For decades, critics and cineastes of all stripes have been secure in the knowledge that Orson Welles's CITIZEN KANE is The Greatest Film of All Time. Today, Sight & Sound released the results of its critics poll, and now everyone has to get used to a new consensus number one.

According to 846 critics, academics, programers and distributors, Alfred Hitchcock's VERTIGO is a more masterful cinematic achievement than Welles's 1941 classic. It's not exactly a shocking reversal: VERTIGO ranked second on the 2002 list. But only 144 critics participated in that poll, so this is a broader consensus, and, seemingly, more definitive. Here's the critics' top ten:

1. VERTIGO (d. Alfred Hitchcock)

2. CITIZEN KANE (d. Orson Welles)

3. TOKYO STORY (d. Yasujiro Ozu)

4. THE RULES OF THE GAME (d. Jean Renoir)

5. SUNRISE: A SONG OF TWO HUMANS (d. F.W. Murnau)

6. 2001: A SPACE ODYSSEY (d. Stanley Kubrick)

7. THE SEARCHERS (d. John Ford)

8. MAN WITH A MOVIE CAMERA (d. Dziga Vertov)

9. THE PASSION OF JOAN OF ARC (d. Carl Theodor Dreyer)
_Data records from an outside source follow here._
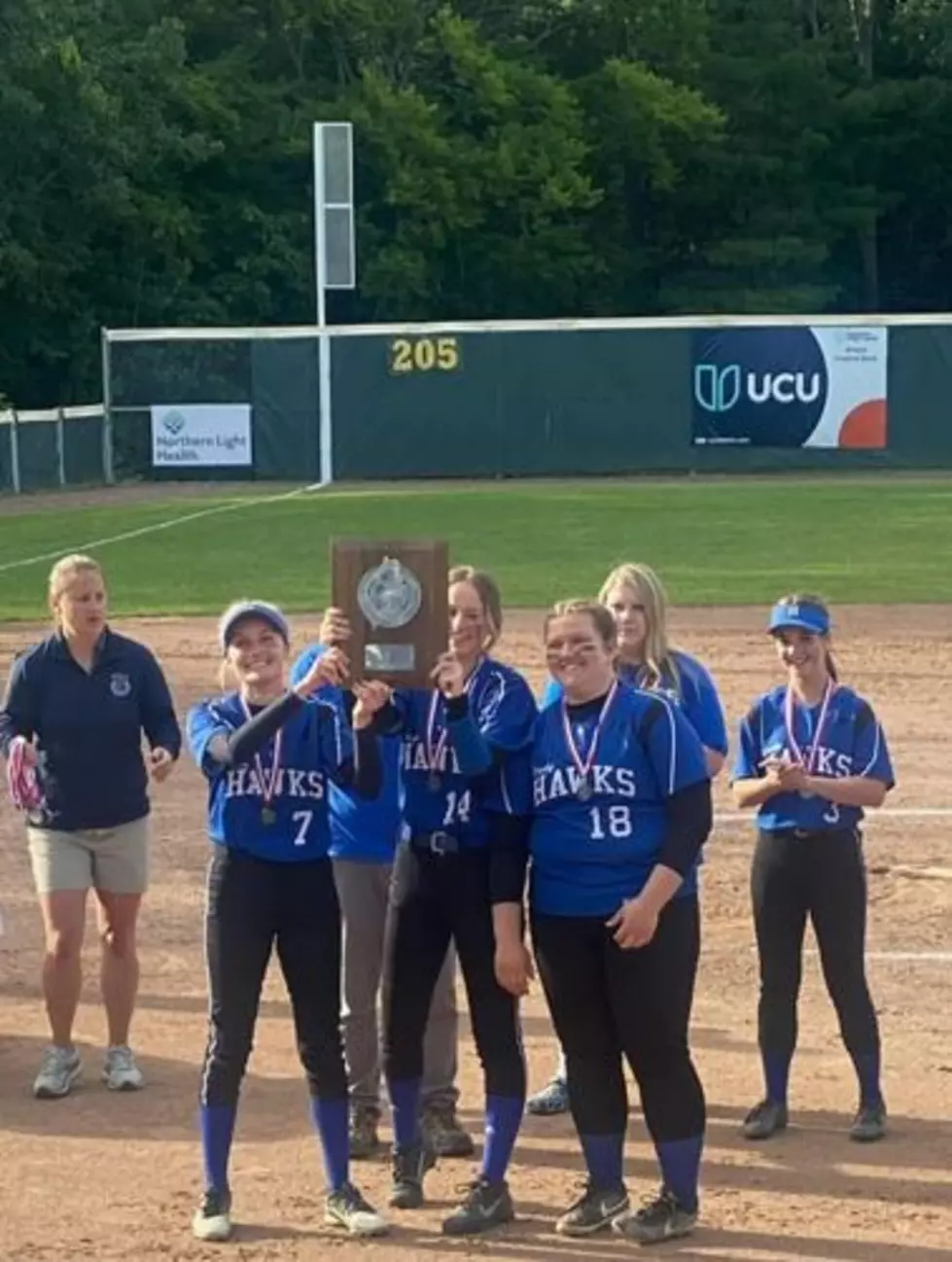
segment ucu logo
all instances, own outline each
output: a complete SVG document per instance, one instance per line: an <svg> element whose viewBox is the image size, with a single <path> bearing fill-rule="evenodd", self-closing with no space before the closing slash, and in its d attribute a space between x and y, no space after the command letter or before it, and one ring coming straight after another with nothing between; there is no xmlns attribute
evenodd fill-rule
<svg viewBox="0 0 952 1262"><path fill-rule="evenodd" d="M744 395L750 403L816 403L823 389L818 372L742 372L740 363L718 369L698 363L694 369L694 399L705 411L730 411Z"/></svg>
<svg viewBox="0 0 952 1262"><path fill-rule="evenodd" d="M701 434L800 445L823 411L827 366L808 328L710 329L694 339L692 385Z"/></svg>

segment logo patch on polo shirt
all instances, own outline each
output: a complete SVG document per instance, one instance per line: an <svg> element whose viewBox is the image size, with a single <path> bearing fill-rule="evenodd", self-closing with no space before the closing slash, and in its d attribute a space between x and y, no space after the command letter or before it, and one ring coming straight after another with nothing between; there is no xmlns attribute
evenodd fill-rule
<svg viewBox="0 0 952 1262"><path fill-rule="evenodd" d="M133 681L129 675L124 675L121 671L116 671L110 676L109 690L114 697L128 697L133 690Z"/></svg>

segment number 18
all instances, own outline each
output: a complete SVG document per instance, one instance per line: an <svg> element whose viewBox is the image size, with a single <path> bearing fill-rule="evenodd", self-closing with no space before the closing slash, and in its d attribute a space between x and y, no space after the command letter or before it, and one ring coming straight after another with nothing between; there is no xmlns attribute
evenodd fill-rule
<svg viewBox="0 0 952 1262"><path fill-rule="evenodd" d="M592 806L588 811L592 820L592 840L604 842L606 837L631 835L631 810L629 806L609 806L602 813L601 806ZM605 825L607 824L607 833Z"/></svg>

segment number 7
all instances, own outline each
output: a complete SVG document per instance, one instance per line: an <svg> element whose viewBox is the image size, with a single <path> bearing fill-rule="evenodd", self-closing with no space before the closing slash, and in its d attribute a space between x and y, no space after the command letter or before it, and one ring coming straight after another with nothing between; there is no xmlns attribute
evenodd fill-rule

10. 8 1/2 (d. Federico Fellini)

All indisputably great films, and not a single one made before 1968. I'm surprised THE GODFATHER fell out of the top ten, and figured RAGING BULL, often heralded as the greatest movie of the 1980s, had a good shot at cracking the list. SINGING IN THE RAIN and BATTLESHIP POTEMKIN are the other two dropped from the 2002 list. If you're looking for more current titles, Sight & Sound also polled 358 filmmakers for their favorites. The 1970s are well represented here:

1. TOKYO STORY

2. 2001: A SPACE ODYSSEY

3. CITIZEN KANE

4. 8 1/2

5. TAXI DRIVER (d. Martin Scorsese)

6. APOCALYPSE NOW (d. Francis Ford Coppola)

7. (tie) THE GODFATHER and VERTIGO

9. MIRROR (d. Andrei Tarkovsky)

10. BICYCLE THIEVES (d. Vittorio de Sica)

The full lists are available at the BFI's site, which isn't handling the flood of traffic all that well at the moment, so you might have to hunt around for the top fifty. The only pleasant surprise to me is Wong Kar-Wai's IN THE MOOD FOR LOVE landing at twenty-four. David Lynch's MULHOLLAND DR. is a bit of a shocker at twenty-eight; I guess it's finally overtaken BLUE VELVET as the filmmaker's official masterpiece (I would argue passionately that TWIN PEAKS: FIRE WALK WITH ME is his greatest, which is but one reason S&S didn't solicit my opinion). It's also a largely humorless top fifty: there are only five films I'd classify as comedies.

So go check out the lists, and unleash your own top tens!